Required hardware configuration to run locally the oTToDev

please give us the minimal required hardware configuration to run locally the oTToDev

2 Likes

I wouldnt bother unless you got 8gb vram or more

It depends a lot on which LLMs you want to run locally! And if you use an API like OpenRouter to use open source models not running locally, you can really use any machine!

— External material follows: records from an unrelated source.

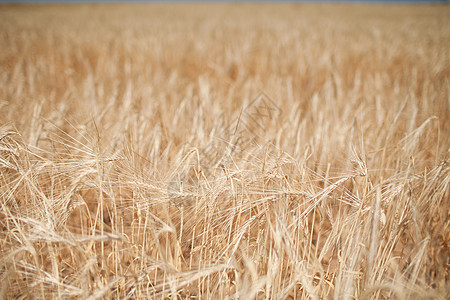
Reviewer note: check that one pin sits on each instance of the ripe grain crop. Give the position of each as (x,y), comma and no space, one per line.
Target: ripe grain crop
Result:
(222,151)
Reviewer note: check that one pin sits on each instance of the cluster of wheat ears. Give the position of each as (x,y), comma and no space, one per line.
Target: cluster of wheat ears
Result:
(224,151)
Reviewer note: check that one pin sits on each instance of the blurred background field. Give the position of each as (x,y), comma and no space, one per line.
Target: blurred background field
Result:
(137,159)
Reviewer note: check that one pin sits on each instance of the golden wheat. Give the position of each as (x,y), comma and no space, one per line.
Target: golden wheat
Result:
(221,150)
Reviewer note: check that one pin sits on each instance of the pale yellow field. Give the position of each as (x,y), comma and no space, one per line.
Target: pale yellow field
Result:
(224,151)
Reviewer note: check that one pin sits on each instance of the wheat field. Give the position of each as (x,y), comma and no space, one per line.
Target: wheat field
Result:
(224,151)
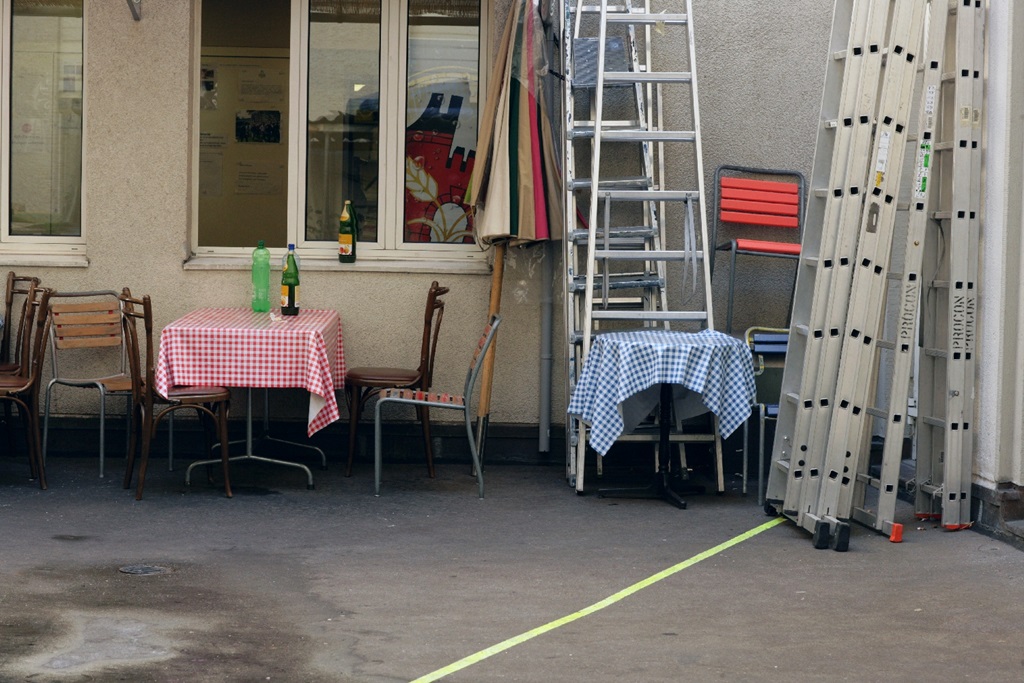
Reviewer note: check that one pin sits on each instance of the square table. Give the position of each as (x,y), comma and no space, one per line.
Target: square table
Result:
(236,347)
(628,373)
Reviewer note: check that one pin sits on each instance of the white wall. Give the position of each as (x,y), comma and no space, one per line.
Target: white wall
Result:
(999,454)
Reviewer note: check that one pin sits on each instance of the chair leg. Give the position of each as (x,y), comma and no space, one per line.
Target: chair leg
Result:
(474,454)
(102,428)
(148,429)
(10,430)
(377,446)
(732,288)
(135,416)
(46,420)
(354,396)
(424,412)
(35,450)
(222,429)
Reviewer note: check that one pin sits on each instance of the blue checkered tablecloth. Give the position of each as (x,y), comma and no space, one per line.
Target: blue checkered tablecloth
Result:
(622,365)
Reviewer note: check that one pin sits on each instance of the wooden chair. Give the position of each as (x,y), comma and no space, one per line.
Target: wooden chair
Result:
(756,198)
(361,383)
(86,327)
(148,407)
(440,400)
(22,388)
(15,306)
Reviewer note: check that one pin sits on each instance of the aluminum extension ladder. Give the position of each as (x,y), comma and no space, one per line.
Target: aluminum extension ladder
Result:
(944,445)
(639,254)
(863,288)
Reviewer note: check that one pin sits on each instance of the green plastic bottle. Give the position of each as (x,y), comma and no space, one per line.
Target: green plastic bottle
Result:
(290,284)
(261,279)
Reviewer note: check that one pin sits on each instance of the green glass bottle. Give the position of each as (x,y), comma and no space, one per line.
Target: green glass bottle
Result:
(347,233)
(290,284)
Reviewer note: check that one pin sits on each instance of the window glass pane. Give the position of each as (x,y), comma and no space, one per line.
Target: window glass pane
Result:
(343,134)
(440,119)
(46,119)
(244,110)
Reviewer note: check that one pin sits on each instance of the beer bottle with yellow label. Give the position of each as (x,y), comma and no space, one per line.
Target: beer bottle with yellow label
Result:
(347,233)
(290,284)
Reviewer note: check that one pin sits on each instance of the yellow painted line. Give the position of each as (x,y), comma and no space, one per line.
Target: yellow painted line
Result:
(610,600)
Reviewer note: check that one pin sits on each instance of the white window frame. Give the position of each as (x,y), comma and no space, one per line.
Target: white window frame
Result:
(25,249)
(389,252)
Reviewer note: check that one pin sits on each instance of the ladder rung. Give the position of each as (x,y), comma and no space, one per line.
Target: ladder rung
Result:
(649,315)
(620,282)
(637,17)
(630,77)
(646,255)
(614,183)
(652,135)
(620,232)
(650,195)
(585,129)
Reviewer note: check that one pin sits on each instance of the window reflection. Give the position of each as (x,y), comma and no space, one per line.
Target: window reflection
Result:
(343,139)
(440,119)
(46,120)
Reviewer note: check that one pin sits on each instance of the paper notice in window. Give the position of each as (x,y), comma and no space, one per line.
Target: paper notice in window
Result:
(211,173)
(262,86)
(259,178)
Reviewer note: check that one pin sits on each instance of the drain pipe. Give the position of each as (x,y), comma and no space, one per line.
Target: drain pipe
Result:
(547,315)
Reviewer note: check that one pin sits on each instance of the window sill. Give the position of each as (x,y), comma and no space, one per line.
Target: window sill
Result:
(44,260)
(325,264)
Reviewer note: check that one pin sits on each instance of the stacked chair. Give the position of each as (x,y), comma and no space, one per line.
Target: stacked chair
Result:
(19,382)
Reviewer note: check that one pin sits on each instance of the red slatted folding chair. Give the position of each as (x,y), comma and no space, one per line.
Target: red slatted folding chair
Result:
(768,200)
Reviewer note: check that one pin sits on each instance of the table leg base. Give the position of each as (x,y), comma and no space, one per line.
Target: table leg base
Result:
(309,474)
(658,487)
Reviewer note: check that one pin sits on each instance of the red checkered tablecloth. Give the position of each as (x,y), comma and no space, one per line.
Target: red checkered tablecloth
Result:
(236,347)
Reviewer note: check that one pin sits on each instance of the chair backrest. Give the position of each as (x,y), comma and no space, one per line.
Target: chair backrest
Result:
(481,352)
(15,307)
(431,328)
(86,321)
(756,197)
(140,353)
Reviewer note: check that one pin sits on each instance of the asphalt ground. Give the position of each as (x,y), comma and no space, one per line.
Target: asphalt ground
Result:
(428,582)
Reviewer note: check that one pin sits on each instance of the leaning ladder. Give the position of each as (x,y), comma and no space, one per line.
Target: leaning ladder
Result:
(948,329)
(837,318)
(619,272)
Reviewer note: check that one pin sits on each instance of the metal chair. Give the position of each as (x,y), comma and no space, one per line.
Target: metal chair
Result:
(441,400)
(86,329)
(361,383)
(22,388)
(768,346)
(756,198)
(148,407)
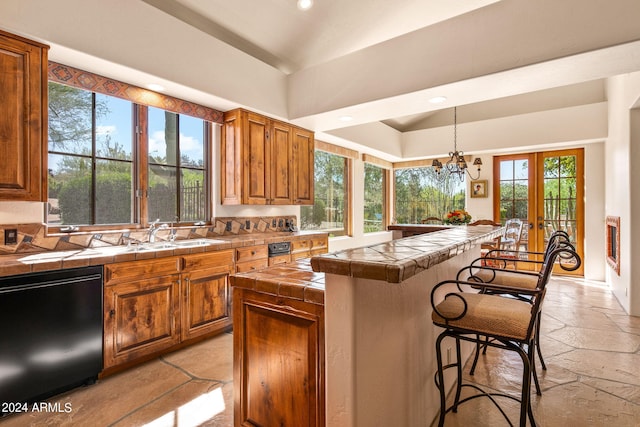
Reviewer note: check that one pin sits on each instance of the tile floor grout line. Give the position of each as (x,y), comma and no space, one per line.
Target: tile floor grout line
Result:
(146,404)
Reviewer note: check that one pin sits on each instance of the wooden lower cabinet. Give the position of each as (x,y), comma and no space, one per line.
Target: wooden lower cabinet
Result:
(278,361)
(206,299)
(153,305)
(140,318)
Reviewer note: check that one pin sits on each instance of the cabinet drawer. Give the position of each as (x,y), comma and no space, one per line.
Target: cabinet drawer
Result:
(250,253)
(218,259)
(300,245)
(301,254)
(280,259)
(258,264)
(319,242)
(125,271)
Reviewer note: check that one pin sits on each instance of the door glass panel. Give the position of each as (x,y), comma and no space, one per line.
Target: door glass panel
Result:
(560,195)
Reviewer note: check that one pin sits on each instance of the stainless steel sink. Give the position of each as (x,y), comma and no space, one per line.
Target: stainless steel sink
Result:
(197,242)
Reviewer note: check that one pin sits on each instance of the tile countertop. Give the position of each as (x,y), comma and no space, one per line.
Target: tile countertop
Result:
(397,260)
(393,262)
(56,260)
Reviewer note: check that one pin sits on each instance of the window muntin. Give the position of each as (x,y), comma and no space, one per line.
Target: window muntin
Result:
(176,161)
(331,191)
(419,194)
(92,158)
(374,198)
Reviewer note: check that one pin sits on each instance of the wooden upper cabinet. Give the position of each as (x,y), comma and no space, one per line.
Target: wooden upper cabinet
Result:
(303,163)
(258,162)
(23,118)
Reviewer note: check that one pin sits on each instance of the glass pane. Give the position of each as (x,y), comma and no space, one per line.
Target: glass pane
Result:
(521,189)
(419,194)
(192,205)
(521,169)
(551,167)
(114,128)
(328,211)
(191,142)
(373,198)
(520,209)
(70,122)
(113,192)
(506,170)
(506,210)
(506,190)
(568,188)
(551,189)
(163,139)
(69,190)
(163,194)
(568,166)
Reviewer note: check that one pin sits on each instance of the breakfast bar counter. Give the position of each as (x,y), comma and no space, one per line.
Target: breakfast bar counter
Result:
(349,336)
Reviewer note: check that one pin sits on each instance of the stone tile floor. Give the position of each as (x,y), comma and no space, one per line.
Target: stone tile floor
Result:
(592,350)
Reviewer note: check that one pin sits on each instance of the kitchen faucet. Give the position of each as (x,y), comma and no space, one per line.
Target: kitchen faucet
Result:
(154,228)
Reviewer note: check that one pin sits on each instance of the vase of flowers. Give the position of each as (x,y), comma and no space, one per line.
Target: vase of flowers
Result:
(457,217)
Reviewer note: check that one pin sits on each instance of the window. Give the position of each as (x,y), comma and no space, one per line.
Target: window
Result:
(176,153)
(375,179)
(419,194)
(331,188)
(96,169)
(90,157)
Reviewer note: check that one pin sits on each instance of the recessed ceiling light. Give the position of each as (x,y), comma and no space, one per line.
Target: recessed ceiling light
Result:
(155,87)
(305,4)
(438,99)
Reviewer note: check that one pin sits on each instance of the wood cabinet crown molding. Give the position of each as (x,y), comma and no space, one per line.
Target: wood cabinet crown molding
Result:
(264,161)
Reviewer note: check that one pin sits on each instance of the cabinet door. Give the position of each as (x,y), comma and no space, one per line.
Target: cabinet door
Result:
(256,168)
(302,182)
(278,361)
(23,135)
(141,318)
(281,174)
(206,302)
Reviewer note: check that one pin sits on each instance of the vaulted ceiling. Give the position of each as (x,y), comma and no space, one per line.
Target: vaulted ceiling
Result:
(378,61)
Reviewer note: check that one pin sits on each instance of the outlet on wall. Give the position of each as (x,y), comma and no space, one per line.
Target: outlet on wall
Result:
(10,236)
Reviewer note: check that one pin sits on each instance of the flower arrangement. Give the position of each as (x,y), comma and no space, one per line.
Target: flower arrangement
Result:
(457,216)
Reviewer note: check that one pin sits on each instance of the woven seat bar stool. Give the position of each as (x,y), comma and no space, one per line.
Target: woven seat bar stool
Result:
(519,279)
(468,312)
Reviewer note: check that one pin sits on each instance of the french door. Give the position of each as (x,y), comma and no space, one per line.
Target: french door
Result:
(546,191)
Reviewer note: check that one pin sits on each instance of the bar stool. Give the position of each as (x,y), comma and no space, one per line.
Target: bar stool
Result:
(467,312)
(478,271)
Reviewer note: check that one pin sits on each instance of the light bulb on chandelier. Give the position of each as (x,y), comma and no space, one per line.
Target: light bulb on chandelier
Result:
(456,165)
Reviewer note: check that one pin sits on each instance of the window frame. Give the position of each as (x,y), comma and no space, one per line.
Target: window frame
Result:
(141,99)
(386,168)
(348,156)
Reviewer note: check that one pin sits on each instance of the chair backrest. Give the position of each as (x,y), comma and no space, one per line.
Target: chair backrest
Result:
(485,222)
(512,235)
(432,220)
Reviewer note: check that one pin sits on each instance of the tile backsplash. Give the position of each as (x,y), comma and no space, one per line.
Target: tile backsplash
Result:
(32,237)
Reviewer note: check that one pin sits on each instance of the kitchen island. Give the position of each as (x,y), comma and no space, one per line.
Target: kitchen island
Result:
(368,341)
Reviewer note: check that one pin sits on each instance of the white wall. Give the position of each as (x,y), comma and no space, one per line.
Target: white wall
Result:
(21,213)
(623,92)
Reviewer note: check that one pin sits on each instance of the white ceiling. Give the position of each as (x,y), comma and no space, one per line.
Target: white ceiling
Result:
(377,60)
(279,34)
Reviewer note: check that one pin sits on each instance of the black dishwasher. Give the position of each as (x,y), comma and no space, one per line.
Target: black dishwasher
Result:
(50,332)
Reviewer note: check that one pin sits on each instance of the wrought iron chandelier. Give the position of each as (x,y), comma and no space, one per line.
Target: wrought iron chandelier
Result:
(456,165)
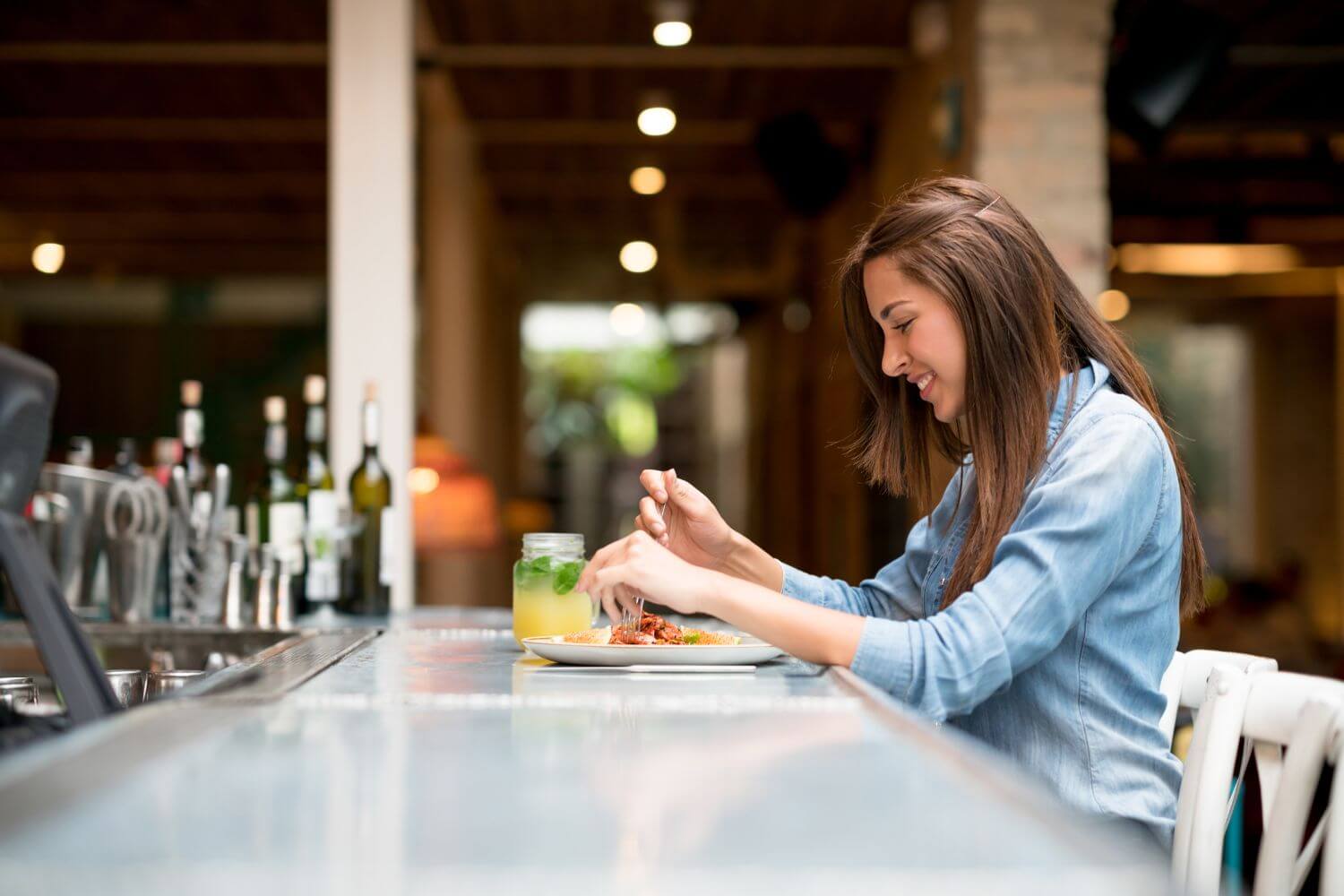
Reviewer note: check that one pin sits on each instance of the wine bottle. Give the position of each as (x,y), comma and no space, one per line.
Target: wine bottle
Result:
(191,432)
(322,579)
(276,516)
(370,571)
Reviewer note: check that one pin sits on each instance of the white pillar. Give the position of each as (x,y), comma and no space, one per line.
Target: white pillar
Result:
(371,244)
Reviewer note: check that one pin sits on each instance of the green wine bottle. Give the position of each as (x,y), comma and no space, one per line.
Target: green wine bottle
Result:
(370,570)
(317,487)
(277,512)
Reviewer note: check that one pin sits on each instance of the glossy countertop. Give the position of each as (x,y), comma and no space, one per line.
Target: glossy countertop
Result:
(438,758)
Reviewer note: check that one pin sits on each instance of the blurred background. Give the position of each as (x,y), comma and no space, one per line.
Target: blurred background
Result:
(593,254)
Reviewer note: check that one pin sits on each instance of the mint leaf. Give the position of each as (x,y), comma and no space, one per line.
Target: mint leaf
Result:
(567,576)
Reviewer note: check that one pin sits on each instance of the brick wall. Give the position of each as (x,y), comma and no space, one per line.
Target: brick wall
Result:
(1040,123)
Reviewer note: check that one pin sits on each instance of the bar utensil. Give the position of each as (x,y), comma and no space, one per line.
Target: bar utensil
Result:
(129,685)
(265,602)
(134,520)
(233,616)
(16,691)
(198,568)
(164,683)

But if you want to use local LLMs, I would suggest at least having some graphics card for smaller LLMs like Qwen 2.5 coder 7b, and then for larger LLMs that are 30b+ parameters, having at least a 3080 or 3090 GPU.

Update …

CPU:

Optimal: Aim for an 11th Gen Intel CPU or Zen4-based AMD CPU, beneficial for its AVX512 support which accelerates matrix multiplication operations needed by AI models. CPU instruction set features matter more than core counts, with DDR5 support in newer CPUs also important for performance due to increased memory bandwidth.

RAM:

Minimum for a Decent Experience: 16GB is the starting point for running models like the 7B parameters effectively. It’s enough for either running smaller models comfortably or managing larger ones with caution.

Disk Space:

Practical Minimum: About 50GB should suffice, primarily to accommodate the Docker container size (around 2GB+ for ollama-webui) and model files, without needing a large buffer beyond the essentials.

GPU:

Not Mandatory but Recommended for Enhanced Performance: A GPU can significantly improve model inference performance. However, the ability to run quantized models and the requirement for VRAM depends on the GPU generation. For instance, a 7B model at FP16 might require around 26GB of VRAM, which is beyond the capacity of many consumer-grade GPUs.
For Running Quantized Models: GPUs that support 4-bit quantized formats can much more efficiently handle large models, needing significantly less VRAM:
7B model requires ~4 GB
13B model requires ~8 GB
30B model needs ~16 GB
65B model needs ~32 GB

Considerations for Larger Models:

Running 13B+ and MoE Models: Only advisable if you have a Mac, or a particularly large GPU or one that supports quant formats effectively. The memory and computational requirements for these larger models are substantially higher, making them impractical for most consumer-level hardware unless specifically configured for AI.

source

3 Likes

@cjgdef2020 it’s important to understand that there are two key configurations to consider to be successful with oTToDev.

Part 1 is installing the oTToDev “app stack” on any computer (Mac, Windows, Linux) that has the “app stack” dependencies ( Node.js, pnpm, etc.) configured. This can be your local computer or a Virtual Private Server (VPS) from a provider like DigitalOcean, etc.

Part 2 is having sufficient Video RAM (VRAM) on a dedicated Graphics Processor Unit (GPU) which is required to run the models (LLM’s) that power the AI coding that oTToDev creates.

If you don’t have a GPU with 8GB or higher, then the best route is to understand how to use OpenRouter so you can link oTToDev running on your local/VPS machine with an LLM running on OpenRouter. This bypasses the need to have a pricey GPU in your computer.